Madhya Pradesh Home Minister Narottam Mishra on Tuesday said the so-called “love jihad” bill will soon be introduced in the state assembly and it includes five years imprisonment for “violators”. The charge will be cognizable and non-bailable, Mishra told reporters.
“There will be provision to declare marriages taking place forcefully, out of fraud or by tempting someone, for religious conversion, null and void. Those assisting in committing this crime will also be considered a party to the crime,” Mishra said.
The term ‘Love Jihad’ not been defined under any existing law. The term is a hate campaign and false propaganda run by extremist Hindutva forces claiming that Muslim men lure non-Muslim girls, and trick them into marriage and force them to accept Islam.

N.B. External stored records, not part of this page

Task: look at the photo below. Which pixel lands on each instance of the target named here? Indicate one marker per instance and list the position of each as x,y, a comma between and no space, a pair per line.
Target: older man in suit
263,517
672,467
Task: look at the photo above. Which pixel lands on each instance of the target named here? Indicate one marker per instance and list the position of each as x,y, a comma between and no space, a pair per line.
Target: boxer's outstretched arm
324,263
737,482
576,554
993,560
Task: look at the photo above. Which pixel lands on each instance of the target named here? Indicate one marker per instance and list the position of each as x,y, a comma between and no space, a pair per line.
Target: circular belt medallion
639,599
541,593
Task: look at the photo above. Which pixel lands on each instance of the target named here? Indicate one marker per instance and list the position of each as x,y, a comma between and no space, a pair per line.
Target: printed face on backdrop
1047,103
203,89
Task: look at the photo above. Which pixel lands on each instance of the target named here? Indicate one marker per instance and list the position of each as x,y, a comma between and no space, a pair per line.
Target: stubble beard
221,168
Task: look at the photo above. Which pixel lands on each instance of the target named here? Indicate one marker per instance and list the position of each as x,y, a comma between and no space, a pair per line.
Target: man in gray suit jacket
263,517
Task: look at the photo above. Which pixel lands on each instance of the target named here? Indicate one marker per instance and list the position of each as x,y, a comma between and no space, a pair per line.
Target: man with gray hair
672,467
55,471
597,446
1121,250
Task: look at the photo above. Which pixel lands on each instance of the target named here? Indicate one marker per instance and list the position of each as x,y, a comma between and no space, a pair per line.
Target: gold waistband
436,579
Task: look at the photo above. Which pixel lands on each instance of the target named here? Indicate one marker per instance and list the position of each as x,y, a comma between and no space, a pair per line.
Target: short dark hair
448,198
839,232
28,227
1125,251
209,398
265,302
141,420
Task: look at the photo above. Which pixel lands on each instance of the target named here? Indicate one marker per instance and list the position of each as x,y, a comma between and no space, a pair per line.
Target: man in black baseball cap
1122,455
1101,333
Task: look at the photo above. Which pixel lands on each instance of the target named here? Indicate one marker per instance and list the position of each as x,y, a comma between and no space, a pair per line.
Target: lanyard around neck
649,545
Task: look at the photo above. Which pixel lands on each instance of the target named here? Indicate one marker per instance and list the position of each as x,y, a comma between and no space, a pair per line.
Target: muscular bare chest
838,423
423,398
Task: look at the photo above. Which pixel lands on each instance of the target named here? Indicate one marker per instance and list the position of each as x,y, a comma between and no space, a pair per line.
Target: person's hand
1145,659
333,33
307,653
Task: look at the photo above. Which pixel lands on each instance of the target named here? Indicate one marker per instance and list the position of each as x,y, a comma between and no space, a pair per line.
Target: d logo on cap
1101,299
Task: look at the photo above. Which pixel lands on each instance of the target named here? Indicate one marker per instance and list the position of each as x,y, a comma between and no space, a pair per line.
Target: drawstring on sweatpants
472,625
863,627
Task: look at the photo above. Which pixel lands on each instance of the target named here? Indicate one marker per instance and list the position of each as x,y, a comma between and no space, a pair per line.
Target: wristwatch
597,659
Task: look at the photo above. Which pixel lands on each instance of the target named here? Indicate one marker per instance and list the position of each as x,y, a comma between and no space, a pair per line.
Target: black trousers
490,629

Other provisions of the Bill include notifying the district collector a month in advance before formalising an inter-faith marriage.
The issue was revived after the family of a 21-year-old girl who was shot dead outside her college had alleged that the accused had been pressuring the girl to convert and marry him.
Recently, Karnataka Chief Minister B.S. Yediyurappa said the government will take strong measures to put an end to religious conversion for the sake of marriages.
Besides Madhya Pradesh, Haryana too said that it will study the laws made by other states and set up a committee to draft a “strict” law against “love jihad”.
“A strict law will be enacted against ‘love jihad’ in the state. A committee will be constituted to draft this law,” said Vij, who chaired a meeting with senior officials of the home department, according to an official statement.
The home minister, according to the statement, said that “with the enactment of this law, strict action will be taken against any person who is found indulging in religious conversion by pressuring, tempting someone or is involved in any kind of conspiracy or tries to do so in the name of love”.
Earlier this year, the Government informed Parliament that no cases of ‘love jihad’ have been reported by any of the central agencies and the term is not defined under any existing law. Union Minister of State for Home G Kisha n Reddy said Article 25 of the Constitution guarantees the freedom to profess, practice and propagate religion subject to public order, morality and health. Various courts, including the Kerala High Court, have upheld this view. “The term ‘love jihad’ is not defined under the extant laws. No such case of ‘love jihad’ has been reported by any of the central agencies,” he said in reply to a written question.